What do you do after you retire? What happens if the life you picked turns out to be not so valuable after all? And what about your life will live on after you die? These questions are asked by Warren Schmidt, the 66-year-old character played brilliantly by Jack Nicholson in "About Schmidt," opening in theaters Friday.
With a sagging face and a bad comb-over, Nicholson's character is no spring chicken, and one immediately asks, is Jack Nicholson really that old? His plump, white-haired wife only serves to reinforce this notion. And the answer is actually yes -- Nicholson turns 66 in April. Parallel age, however, is not what makes Nicholson's portrayal of Schmidt so convincing. It is with a quiet and sad intimacy that Nicholson paints an unquestionably genuine Warren Schmidt.
Schmidt is a newly retired, former insurance executive who after devoting his life to his job, has to ask himself, what did this all mean? Retirement begins to force Schmidt to contemplate the grim reality of his life during quiet days of daytime television and crossword puzzles.
When his wife suddenly dies, Schmidt finds himself alone and fearing the prospect that his life was not what he thought it was or what he thought it was going to be. Now he must face an overwhelming sense of regret and failure for the decisions he made and a desire to do something worthwhile.
Schmidt sets out on a voyage to Colorado from his hometown in Nebraska in a newly purchased mobile home, originally intended for after-retirement traveling with his wife. He is hell-bent on breaking up the impending marriage between his adult daughter, Jeannie (Hope Davis), whom he never really took the time to know and a balding waterbed salesman, Randall Hertzel (Dermot Mulroney). Kathy Bates plays Randall's mother, Roberta, a free-lovin' divorcee who leads her dysfunctional yet affectionate family with unconventional means.
With some time to spare, Schmidt embarks on a bit of sight-seeing through Nebraska, visiting places from his youth. Along the way he confides diary fashion in one-way correspondence with Ndugu, a 6-year-old Tanzanian boy he sponsors after making a rare and spontaneous decision to 'pick up the phone' after seeing a television commercial for a philanthropic organization.
Schmidt is a fish out of water when arriving in Denver for the approaching nuptials, spending time with Roberta and her family who are the absolute antithesis to Schmidt. The family members, including Schmidt, do share obvious imperfections, or rather, very real human qualities.
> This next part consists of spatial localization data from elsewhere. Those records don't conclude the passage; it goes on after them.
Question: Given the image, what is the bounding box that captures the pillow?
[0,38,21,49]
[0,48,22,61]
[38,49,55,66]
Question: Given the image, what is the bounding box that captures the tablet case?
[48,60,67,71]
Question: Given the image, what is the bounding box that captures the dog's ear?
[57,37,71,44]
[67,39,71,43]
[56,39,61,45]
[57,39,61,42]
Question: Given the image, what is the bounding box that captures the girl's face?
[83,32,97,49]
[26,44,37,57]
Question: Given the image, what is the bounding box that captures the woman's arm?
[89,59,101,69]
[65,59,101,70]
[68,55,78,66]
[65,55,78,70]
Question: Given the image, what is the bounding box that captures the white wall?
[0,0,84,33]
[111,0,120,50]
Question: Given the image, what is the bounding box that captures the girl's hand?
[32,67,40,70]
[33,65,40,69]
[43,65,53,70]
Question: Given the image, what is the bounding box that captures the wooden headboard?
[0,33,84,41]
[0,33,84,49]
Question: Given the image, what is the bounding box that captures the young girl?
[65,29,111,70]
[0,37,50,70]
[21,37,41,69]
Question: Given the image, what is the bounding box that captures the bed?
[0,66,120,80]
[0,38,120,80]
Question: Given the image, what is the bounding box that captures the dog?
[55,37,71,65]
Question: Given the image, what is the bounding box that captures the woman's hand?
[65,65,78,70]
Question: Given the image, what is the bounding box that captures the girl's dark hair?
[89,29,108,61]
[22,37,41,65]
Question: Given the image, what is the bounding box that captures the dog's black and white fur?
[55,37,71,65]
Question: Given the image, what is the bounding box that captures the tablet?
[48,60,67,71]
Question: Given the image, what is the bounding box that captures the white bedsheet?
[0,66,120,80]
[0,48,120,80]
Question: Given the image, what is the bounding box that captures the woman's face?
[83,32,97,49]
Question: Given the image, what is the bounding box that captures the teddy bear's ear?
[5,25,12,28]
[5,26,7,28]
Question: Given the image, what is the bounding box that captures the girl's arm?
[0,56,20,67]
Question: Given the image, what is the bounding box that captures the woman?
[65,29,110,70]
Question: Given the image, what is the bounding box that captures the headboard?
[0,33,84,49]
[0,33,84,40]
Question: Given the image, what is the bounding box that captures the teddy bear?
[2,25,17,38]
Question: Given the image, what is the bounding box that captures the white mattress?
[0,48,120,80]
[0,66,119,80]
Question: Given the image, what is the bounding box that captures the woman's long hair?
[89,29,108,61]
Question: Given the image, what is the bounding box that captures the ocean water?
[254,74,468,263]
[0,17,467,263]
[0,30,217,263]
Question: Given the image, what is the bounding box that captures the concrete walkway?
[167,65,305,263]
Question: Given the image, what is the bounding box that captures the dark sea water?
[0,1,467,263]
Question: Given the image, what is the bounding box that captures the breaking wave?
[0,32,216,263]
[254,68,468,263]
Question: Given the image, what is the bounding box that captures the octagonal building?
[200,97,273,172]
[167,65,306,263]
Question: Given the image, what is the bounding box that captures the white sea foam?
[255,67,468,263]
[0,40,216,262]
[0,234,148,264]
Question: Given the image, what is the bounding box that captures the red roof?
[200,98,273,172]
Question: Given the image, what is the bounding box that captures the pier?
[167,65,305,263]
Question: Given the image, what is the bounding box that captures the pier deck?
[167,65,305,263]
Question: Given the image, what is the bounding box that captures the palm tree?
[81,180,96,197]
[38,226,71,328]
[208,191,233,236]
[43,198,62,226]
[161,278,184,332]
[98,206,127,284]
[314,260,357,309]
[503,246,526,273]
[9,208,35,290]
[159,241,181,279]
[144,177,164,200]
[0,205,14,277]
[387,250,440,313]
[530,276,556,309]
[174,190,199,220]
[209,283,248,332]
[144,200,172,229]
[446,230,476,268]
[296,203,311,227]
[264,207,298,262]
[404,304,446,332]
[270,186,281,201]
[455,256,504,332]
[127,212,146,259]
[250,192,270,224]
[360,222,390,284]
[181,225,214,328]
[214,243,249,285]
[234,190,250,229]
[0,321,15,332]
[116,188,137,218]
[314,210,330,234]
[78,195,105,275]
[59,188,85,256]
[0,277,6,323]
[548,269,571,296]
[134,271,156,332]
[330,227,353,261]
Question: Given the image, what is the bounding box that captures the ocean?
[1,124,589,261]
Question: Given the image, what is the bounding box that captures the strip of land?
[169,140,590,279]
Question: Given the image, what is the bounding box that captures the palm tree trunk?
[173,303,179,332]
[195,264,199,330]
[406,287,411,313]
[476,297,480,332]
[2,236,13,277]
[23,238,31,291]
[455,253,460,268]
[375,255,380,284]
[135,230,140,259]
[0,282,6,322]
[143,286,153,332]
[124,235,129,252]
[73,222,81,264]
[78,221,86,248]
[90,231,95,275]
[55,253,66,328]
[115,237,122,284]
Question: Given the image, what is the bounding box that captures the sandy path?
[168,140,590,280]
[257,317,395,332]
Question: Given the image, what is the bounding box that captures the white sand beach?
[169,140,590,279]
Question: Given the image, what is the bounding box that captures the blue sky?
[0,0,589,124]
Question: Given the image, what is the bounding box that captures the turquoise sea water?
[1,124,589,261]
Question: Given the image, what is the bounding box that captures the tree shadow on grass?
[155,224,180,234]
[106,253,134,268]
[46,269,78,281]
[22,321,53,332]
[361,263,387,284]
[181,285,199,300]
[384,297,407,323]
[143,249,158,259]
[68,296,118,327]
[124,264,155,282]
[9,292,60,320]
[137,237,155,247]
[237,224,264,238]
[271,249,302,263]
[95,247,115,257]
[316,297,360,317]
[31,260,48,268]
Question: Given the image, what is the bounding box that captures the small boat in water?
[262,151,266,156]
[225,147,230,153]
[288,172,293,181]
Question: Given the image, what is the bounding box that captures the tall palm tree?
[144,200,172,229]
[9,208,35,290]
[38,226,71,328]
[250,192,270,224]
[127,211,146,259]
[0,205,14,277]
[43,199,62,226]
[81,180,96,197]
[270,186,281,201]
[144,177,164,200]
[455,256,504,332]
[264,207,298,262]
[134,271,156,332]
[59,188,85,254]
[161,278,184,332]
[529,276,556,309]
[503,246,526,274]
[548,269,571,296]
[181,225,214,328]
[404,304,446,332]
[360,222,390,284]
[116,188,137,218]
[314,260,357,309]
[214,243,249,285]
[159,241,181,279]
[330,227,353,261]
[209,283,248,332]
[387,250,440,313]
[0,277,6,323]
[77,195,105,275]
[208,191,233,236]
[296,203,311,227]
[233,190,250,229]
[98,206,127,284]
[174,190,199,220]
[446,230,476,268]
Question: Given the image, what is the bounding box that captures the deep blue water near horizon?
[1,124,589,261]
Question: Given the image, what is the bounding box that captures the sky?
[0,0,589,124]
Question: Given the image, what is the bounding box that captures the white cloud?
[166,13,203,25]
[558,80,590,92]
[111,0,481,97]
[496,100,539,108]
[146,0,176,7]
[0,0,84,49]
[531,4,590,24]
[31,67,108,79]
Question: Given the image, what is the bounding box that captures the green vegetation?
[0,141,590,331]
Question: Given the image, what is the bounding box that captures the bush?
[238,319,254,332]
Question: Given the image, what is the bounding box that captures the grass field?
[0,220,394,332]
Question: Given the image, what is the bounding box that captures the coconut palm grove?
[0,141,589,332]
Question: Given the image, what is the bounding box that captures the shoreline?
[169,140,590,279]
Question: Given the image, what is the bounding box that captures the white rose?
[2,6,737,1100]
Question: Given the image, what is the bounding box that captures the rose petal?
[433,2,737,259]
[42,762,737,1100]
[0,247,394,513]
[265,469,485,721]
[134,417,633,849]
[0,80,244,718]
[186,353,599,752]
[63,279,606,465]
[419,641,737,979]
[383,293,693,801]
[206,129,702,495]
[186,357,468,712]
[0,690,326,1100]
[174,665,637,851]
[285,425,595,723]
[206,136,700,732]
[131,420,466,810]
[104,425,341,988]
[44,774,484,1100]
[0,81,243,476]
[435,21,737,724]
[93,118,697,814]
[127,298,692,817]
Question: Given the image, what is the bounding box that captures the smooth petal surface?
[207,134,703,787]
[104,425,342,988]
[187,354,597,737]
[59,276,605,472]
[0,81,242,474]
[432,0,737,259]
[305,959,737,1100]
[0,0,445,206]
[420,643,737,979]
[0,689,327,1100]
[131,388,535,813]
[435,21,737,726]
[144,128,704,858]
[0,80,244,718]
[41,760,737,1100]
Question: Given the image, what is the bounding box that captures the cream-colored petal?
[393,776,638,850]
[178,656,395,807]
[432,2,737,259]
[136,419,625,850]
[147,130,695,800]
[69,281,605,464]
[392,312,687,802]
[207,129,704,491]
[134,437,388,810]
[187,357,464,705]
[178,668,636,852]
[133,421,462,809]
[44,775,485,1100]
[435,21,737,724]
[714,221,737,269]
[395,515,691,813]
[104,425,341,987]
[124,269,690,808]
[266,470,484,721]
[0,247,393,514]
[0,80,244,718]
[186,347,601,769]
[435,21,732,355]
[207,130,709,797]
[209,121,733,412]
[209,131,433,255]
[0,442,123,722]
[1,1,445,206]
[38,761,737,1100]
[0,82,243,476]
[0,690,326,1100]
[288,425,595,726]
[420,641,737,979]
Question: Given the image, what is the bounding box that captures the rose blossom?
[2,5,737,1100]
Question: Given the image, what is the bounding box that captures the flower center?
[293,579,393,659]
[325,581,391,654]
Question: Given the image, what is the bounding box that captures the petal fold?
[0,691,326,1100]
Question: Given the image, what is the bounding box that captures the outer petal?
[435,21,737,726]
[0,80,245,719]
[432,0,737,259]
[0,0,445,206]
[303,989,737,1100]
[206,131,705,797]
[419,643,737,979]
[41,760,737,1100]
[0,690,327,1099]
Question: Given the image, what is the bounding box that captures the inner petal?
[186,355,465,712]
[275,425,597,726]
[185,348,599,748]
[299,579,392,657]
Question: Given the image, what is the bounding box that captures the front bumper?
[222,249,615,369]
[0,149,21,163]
These imperfections seem to illuminate some kind of universal truth -- and how they choose to embrace their humanness is what separates them from each other.
Nicholson is one of Hollywood's greatest actors and this movie is among his very best. Kathy Bates also makes a brave performance, baring both body and soul and Dermot Mulroney does an about face from his leading man character in "My Best Friend's Wedding" to a dim yet sensitive small-town man sporting a unique balding mullet.
"About Schmidt" is not about old people and retirement. It is a movie about, well, Schmidt -- the choices he makes, how these decisions affect those around him and the irony and humor that exist through it all. The striking dichotomy in the film is the hilarity of Schmidt's situations alongside an underlying deep sadness. You can't help but laugh out loud at Schmidt's depressingly funny state of affairs, all the while hoping he may find some sort of peace in the end.
"About Schmidt" opens Fri., Jan. 3 at Landmark's Oriental Theatre.